金融経済教育推進機構って、どんなところなの?
ところで、「資産所得倍増プラン」が打ち出されたのは2022年11月。その後、金融経済教育推進機構の創設等を盛り込んだ法案が国会に提出され、2023年11月20日に成立、11月29日に公布されました。そこで、金融庁の説明資料※2を参考にして、金融経済教育推進機構とは、どんな組織で、どんなことをやろうと考えているのか、少し整理してみました。

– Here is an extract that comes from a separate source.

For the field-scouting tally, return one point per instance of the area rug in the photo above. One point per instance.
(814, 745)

※2 出所:金融庁提出資料(第36回消費者教育推進会議〈令和5年11月29日〉)
まず、組織の母体になるのは金融広報中央委員会。有名なのは、最低限身に付けるべき金融リテラシーを体系的に整理した「金融リテラシー・マップ」、このとりまとめを行った事務局が金融広報中央委員会ですね。金融経済教育推進機構には、金融広報中央委員会による、これまでの金融経済教育の推進機能が移管・承継される、とのこと。
さらには、民間団体の関連事業も移管されるようですね。この民間団体とは、例えば、全国銀行協会や日本証券業協会、投資信託協会等の業界団体のこと。それぞれの団体で、個々に行っている金融リテラシー向上に向けた取り組みを金融経済教育推進機構に集約、官民一体となってより効率的に金融経済教育を進めていく、そんな気概が感じられる組織体制だと思います。
つぎは、金融経済教育推進機構がやろうとしていること、以下の6つが取り組みとして掲げられています。
1.顧客の立場に立ったアドバイザーの普及・支援
2.金融経済教育活動の重複排除・抜本的拡大
3.金融経済教育の質の向上
4.教材・コンテンツの充実
5.個人の悩みに寄り添ったアドバイスの提供
6.調査・統計を踏まえた戦略的な教育の展開
これらはいわばお題目ですから、ご質問の趣旨である「中立的なアドバイス」という観点から申し上げると、まずは①の顧客の立場に立ったアドバイザーの普及・支援では、金融経済教育支援機構が顧客の立場に立ったアドバイザーの認定を行う、とのこと。さらには、ある雑誌に掲載された設立準備室長の解説※3によれば、認定アドバイザーをリスト化・公表することも視野に入れているようですね。
※3 出所:「来春の設立向け動き出した『金融経済教育推進機構』の全容」(週刊金融経済事情、2023/12/5)
また、②の金融経済教育活動の重複排除・抜本的拡大では、企業の雇用者向けセミナーや学校の授業への講師派遣事業を全国において拡大するとともに、⑤の個人の悩みに寄り添ったアドバイスの提供では、認定アドバイザーによる個別相談も実施する、とのこと。まさに、ご質問者にとっては100点満点の回答が詰まっているのが、金融経済教育推進機構の取り組みじゃないかと、そんなふうに思う次第です。